– Szkoda naszej starej taczki – odezwał się chłopak.
– Pewnie, że szkoda.
– Gdyby nam jej nie zarekwirowali, bylibyśmy w stanie ładować i przewozić więcej wórciągów.
– Z pewnością, ty mały mądralo. – Mężczyzna odwrócił głowę do tyłu i uśmiechnął się do chłopca.
– Nie lubię, jak mnie tak przezywasz.
– Wiem. To tylko żarty.
– Ale i tak tego nie lubię.
– W porządku, to było ostatni raz.
– Stale tylko tak powtarzasz.
– Ale tym razem naprawdę tak myślę.
– No, no… Zerwiesz kilka gruszek? Kara się ucieszy. A ja pozbieram te, co pospadały, są najsmaczniejsze. Poza tym mają więcej czerwi.
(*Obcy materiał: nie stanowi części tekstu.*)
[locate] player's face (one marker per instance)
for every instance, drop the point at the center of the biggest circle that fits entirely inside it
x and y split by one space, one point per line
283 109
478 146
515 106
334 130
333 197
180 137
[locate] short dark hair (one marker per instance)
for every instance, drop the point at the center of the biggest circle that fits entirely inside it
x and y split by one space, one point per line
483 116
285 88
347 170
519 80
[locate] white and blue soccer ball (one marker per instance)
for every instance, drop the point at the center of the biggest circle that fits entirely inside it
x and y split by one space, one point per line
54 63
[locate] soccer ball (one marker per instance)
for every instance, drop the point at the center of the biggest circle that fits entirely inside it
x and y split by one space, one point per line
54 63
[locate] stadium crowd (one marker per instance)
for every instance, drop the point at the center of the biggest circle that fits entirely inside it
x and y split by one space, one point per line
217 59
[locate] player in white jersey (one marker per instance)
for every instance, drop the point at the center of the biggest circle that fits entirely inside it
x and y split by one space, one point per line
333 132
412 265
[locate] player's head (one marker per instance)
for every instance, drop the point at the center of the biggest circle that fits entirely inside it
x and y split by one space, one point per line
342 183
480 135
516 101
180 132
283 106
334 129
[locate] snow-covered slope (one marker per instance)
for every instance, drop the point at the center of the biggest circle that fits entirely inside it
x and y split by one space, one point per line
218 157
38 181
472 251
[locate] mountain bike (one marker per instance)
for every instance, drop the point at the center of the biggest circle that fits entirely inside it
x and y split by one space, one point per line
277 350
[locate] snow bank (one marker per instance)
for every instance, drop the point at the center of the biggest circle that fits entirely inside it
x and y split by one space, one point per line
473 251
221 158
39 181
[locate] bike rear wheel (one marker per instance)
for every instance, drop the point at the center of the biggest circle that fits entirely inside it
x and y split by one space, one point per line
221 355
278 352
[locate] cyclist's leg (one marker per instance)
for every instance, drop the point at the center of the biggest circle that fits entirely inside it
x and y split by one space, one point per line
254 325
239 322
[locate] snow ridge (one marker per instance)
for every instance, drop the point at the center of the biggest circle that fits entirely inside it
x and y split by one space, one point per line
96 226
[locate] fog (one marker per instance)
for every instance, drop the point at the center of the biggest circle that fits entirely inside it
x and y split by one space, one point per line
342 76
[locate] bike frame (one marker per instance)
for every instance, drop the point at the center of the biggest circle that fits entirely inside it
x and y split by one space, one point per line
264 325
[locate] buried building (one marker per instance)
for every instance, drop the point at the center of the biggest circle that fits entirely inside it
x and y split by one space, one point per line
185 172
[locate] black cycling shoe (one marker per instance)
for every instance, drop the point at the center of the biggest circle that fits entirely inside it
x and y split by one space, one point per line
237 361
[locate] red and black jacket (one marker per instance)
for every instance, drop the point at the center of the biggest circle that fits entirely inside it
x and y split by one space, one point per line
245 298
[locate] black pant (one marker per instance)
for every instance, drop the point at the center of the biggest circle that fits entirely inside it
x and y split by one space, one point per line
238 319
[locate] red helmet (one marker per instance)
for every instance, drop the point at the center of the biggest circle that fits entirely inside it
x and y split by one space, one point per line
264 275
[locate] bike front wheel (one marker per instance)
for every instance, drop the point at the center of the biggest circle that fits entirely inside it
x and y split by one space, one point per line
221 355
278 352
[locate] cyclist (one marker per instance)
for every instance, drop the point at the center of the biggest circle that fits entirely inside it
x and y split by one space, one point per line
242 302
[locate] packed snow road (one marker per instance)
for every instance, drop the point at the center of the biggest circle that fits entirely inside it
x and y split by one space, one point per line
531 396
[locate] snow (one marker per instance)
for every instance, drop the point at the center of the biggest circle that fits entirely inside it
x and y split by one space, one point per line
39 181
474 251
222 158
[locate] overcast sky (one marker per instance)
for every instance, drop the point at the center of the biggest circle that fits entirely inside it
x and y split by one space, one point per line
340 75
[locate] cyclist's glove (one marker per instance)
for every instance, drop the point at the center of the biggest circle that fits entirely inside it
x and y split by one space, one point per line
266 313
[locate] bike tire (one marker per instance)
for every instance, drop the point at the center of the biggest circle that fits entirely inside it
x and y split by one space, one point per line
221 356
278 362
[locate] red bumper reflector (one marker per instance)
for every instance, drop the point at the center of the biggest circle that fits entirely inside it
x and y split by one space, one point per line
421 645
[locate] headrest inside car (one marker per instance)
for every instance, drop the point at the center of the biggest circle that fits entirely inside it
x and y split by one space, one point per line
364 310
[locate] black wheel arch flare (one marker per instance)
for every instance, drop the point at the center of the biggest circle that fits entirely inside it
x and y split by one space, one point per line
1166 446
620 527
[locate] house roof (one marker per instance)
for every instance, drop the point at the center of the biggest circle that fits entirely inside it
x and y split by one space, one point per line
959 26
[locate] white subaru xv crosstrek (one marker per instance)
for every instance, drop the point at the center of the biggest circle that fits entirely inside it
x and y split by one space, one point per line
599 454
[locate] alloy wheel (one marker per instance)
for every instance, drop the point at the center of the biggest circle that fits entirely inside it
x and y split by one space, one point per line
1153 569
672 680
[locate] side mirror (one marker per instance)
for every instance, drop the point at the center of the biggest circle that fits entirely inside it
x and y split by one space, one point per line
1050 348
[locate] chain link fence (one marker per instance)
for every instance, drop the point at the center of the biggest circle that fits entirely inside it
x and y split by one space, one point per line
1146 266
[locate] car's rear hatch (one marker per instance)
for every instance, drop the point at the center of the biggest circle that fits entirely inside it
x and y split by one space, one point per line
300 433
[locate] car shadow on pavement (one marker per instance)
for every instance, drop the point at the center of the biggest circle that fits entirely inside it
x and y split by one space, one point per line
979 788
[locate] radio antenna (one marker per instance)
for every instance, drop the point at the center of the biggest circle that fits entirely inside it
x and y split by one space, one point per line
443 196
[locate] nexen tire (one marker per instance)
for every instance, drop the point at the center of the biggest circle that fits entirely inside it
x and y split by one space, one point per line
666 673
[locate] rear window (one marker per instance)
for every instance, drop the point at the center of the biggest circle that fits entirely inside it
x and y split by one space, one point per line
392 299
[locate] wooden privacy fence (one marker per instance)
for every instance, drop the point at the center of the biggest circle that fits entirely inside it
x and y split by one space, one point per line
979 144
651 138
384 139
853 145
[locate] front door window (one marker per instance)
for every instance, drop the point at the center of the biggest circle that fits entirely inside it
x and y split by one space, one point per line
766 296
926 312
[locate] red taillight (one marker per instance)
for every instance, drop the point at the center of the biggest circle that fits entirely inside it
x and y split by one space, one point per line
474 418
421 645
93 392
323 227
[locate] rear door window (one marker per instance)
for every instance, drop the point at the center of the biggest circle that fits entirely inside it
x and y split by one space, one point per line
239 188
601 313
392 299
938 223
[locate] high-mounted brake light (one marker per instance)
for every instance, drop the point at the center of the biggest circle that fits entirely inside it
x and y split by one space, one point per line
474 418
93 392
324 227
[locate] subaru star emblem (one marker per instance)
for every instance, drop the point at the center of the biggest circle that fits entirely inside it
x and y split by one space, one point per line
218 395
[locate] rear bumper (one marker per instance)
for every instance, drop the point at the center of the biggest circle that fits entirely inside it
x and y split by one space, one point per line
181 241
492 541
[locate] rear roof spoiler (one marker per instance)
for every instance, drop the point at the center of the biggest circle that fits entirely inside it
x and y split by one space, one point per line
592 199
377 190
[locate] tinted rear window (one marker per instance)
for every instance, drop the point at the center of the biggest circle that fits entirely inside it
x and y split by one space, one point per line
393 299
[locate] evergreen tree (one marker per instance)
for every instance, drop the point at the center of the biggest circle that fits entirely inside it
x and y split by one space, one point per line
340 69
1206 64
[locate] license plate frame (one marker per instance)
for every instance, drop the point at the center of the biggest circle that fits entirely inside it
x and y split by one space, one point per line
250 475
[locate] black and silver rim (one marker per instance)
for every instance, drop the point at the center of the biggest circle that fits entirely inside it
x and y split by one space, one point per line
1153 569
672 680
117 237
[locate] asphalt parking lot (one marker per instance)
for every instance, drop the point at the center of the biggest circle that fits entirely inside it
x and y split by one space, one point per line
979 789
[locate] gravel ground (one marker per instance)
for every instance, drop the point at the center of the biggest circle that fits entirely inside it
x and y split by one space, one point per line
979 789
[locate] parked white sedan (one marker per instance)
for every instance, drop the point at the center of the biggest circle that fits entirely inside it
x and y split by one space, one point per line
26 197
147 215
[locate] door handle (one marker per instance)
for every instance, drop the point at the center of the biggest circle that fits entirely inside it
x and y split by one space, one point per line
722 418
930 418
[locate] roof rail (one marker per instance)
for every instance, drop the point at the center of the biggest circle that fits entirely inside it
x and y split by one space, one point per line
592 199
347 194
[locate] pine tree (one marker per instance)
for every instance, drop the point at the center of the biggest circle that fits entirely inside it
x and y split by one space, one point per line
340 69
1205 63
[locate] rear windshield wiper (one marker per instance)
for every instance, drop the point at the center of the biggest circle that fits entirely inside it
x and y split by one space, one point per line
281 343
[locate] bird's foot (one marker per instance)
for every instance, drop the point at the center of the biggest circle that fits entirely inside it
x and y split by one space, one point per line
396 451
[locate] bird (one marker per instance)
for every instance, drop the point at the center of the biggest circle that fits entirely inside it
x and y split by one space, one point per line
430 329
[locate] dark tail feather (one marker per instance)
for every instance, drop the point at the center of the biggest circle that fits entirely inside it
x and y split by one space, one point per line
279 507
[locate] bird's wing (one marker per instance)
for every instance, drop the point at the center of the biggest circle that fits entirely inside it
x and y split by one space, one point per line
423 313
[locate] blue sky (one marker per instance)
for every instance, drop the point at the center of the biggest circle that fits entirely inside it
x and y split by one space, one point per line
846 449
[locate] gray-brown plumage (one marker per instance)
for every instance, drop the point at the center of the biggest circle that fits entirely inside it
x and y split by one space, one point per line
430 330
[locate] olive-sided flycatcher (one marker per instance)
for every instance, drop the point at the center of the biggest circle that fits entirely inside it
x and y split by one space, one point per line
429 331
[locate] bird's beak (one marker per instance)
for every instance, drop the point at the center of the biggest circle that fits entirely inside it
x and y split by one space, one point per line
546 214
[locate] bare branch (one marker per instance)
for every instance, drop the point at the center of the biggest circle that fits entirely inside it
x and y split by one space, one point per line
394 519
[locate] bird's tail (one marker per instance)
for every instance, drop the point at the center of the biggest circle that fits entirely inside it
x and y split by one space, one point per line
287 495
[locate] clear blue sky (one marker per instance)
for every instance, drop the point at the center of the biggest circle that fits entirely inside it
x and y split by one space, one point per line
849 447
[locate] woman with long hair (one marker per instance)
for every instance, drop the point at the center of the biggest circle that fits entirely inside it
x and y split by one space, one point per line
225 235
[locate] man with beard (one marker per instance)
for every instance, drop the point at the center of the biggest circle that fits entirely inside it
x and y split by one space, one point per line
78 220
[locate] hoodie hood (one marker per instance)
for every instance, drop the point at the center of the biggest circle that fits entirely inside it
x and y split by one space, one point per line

– Jak sobie życzysz. Ale zrobimy to dopiero za zakrętem. Nie chcę, żeby nas ktoś zobaczył.
– Jasne. Myślę, że ty wcale nie lubisz robaków.
– I masz rację. Ale je cenię, gdyż są dobre dla dzieci. A w naszej zagrodzie mamy nie mniej, nie więcej, tylko dwójkę popiołoskórych tego rodzaju, taką piękną parkę. Jak byłem młodszy, lubiłem jeść większe rzeczy.
– A kiedy ty ostatni raz widziałeś coś, co byłoby większe od dżdżownicy? No powiedz! Przecież nie ma już żadnych dużych zwierząt. Sam mi to powtarzasz. Lepiej przestań być taki uparty. Wcześniej czy później będziesz musiał przestawić się na larwy, robaki i inne owady. Taki jest porządek rzeczy, jak mówi Hagid.